Understand your Preventative Care and Medical Billing Codes
Before consenting to a procedure or test from a doctor, make sure your insurance plan covers it. Most preventative care should be covered 100%, and each service comes with its own code. Ask for the code and find out if your insurance covers it.
For example, a procedure such as a mammogram should always be covered no matter what. But, it might not be covered if you’ve already had one that year or are going to a facility not covered under your insurance.
Don’t Be Afraid to Shop Around
Even if you trust your doctor, it may be in your best interest to consider other options when facing an expensive procedure or test. While the doctor may recommend a specific facility, you may have other options.
In-network bills and care are always more affordable, and you’ll likely receive the same level of care. The out-of-network cost is likely not worth it, even if your doctor recommends and out-of-network facility.
Medical prices are different across the board, and you may be able to find a doctor who will perform the same procedure for less money if you look.
Watch Out for Facility Fees
A good example of a facility fee is when a pregnant woman visits an OB/GYN that’s based out of a hospital. That hospital might not employ the doctor; instead, he/she is using the facility to practice medicine.
As a result, the hospital will charge the patient “facility fees” because the doctor was borrowing their instruments and space for the appointment.
Have an Emergency Plan
Having an emergency plan in place can make last-minute decisions a bit easier, and you’ll be able to protect your financial future in the event of a medical emergency. Ambulance rides can cost thousands of dollar. Fortunately, you can call your local ambulance companies and find out if they’re in-network.

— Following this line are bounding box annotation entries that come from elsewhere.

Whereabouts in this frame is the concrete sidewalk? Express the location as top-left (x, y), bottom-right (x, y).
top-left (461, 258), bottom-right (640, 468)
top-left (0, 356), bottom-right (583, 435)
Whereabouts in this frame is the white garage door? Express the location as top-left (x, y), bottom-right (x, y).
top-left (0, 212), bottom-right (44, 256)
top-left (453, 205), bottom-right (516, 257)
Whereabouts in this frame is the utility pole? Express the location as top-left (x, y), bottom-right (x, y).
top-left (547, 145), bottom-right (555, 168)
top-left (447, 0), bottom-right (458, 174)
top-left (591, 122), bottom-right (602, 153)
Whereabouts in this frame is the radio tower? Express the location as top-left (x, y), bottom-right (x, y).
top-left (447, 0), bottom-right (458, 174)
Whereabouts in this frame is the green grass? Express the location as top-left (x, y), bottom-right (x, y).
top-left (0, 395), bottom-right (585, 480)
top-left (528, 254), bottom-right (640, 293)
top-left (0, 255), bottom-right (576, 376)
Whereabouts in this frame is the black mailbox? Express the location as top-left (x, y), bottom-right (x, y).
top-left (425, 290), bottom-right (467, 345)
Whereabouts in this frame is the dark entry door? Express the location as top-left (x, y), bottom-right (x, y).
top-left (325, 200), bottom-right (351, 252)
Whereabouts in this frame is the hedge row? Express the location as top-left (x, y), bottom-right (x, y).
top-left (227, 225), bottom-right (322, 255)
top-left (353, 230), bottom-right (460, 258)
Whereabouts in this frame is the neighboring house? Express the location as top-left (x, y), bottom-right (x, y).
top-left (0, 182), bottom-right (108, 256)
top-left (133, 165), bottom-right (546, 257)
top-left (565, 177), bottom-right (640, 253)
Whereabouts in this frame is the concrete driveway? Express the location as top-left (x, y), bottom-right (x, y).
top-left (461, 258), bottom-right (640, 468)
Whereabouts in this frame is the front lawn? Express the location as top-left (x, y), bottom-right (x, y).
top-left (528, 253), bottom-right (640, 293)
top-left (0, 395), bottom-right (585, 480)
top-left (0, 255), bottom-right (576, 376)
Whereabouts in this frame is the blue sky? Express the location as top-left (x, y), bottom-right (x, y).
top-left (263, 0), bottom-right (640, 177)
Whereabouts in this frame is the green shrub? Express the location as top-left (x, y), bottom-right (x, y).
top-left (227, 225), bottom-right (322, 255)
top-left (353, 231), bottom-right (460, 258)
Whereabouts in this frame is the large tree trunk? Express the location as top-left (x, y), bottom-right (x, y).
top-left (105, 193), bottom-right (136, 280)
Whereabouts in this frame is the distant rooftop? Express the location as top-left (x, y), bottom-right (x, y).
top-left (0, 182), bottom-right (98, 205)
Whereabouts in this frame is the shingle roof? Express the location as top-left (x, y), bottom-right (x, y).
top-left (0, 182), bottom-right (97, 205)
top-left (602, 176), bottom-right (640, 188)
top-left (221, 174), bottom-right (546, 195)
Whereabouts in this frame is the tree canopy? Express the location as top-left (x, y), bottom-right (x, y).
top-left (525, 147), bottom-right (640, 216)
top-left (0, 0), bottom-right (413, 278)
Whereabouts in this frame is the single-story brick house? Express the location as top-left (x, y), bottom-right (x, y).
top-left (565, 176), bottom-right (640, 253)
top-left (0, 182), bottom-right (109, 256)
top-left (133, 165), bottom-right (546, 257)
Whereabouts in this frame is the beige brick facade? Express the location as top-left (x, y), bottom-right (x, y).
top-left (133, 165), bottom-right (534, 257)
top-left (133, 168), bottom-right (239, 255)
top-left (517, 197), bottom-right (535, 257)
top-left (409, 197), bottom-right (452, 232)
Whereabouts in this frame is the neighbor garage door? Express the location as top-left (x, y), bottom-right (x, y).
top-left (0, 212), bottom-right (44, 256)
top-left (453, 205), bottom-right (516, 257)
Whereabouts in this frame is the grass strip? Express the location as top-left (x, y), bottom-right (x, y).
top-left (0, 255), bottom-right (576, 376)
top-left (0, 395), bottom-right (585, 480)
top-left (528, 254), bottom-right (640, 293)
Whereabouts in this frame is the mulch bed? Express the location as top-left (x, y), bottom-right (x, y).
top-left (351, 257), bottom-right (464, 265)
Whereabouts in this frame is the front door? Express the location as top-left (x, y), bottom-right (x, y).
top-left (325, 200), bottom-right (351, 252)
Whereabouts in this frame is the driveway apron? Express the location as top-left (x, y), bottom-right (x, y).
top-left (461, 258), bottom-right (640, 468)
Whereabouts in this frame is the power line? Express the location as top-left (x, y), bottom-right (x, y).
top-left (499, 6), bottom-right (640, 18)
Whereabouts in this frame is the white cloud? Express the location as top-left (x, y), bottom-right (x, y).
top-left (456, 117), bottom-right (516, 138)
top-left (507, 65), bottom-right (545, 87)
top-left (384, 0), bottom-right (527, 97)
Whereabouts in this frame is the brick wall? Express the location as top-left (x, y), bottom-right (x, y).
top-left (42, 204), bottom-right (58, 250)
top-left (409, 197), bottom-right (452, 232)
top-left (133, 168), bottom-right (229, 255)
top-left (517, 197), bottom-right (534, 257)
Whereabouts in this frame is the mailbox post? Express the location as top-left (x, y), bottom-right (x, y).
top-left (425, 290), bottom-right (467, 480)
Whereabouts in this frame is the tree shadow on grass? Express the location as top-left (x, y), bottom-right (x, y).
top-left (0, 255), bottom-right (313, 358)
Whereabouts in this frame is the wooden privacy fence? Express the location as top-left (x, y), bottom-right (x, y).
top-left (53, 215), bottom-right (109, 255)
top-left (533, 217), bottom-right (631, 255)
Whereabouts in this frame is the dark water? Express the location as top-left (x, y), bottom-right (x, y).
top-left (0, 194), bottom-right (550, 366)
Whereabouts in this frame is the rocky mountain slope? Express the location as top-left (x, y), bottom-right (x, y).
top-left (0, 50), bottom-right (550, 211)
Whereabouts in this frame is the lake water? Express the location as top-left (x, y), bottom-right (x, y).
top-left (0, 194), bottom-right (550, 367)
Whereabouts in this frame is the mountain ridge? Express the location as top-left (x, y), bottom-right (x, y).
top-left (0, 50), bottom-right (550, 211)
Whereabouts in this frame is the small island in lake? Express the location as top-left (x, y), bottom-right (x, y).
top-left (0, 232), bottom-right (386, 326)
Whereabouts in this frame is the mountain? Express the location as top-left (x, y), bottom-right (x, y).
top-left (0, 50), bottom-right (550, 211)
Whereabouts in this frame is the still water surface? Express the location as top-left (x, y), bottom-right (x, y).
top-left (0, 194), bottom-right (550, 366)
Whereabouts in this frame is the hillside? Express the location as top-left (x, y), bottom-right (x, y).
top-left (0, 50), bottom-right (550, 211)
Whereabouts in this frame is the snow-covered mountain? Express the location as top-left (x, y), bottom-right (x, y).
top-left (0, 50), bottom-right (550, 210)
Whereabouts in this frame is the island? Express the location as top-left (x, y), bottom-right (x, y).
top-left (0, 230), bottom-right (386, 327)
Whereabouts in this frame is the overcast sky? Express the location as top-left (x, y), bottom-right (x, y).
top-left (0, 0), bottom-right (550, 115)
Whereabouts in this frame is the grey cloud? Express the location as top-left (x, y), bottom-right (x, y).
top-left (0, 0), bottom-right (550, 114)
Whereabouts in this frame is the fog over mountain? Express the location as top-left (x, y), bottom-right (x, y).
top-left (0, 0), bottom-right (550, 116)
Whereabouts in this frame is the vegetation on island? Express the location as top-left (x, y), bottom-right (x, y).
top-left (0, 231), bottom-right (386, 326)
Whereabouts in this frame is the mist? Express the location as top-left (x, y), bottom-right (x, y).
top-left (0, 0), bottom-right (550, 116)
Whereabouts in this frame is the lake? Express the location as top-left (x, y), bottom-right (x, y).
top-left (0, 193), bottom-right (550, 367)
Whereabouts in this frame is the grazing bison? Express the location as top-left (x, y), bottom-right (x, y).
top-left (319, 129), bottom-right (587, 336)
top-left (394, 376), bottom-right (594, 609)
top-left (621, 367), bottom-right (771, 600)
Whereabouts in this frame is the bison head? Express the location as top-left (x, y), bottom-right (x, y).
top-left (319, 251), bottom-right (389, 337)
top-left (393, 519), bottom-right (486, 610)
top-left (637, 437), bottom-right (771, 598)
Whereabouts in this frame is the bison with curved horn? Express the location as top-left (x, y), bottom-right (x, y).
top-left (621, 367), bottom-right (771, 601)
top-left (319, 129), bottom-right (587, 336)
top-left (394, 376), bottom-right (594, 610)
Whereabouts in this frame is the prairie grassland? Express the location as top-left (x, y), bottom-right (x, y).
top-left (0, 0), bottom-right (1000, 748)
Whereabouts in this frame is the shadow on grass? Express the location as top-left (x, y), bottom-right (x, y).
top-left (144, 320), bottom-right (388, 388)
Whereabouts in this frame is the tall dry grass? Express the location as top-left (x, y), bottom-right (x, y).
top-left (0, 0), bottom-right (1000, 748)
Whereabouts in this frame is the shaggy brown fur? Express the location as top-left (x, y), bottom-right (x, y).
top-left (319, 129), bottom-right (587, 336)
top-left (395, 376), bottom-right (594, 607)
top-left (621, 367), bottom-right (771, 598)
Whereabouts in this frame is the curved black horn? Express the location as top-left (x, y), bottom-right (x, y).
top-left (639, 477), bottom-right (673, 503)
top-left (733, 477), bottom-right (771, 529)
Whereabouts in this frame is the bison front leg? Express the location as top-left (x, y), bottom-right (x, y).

If you’re in a hospital and you have to travel from one facility to the other via ambulance ride, make sure the person in your care (or you) knows to ask for an in-network ambulance. It should only take a few seconds to figure out.
Surprise medical bills can be both frustrating and frightening. These bills can amount to thousands of dollars, and if you don’t pay them, they’ll ruin your credit and make life more difficult for years to come.
It’s important to remember is that the health care system will not look out for you. You need to look out for yourself when dealing with insurance companies, hospitals, and medical facilities.
Make sure you’re staying in-network, don’t be afraid to negotiate health care costs using independent dispute resolution, never pay anything you don’t understand, and always have a plan.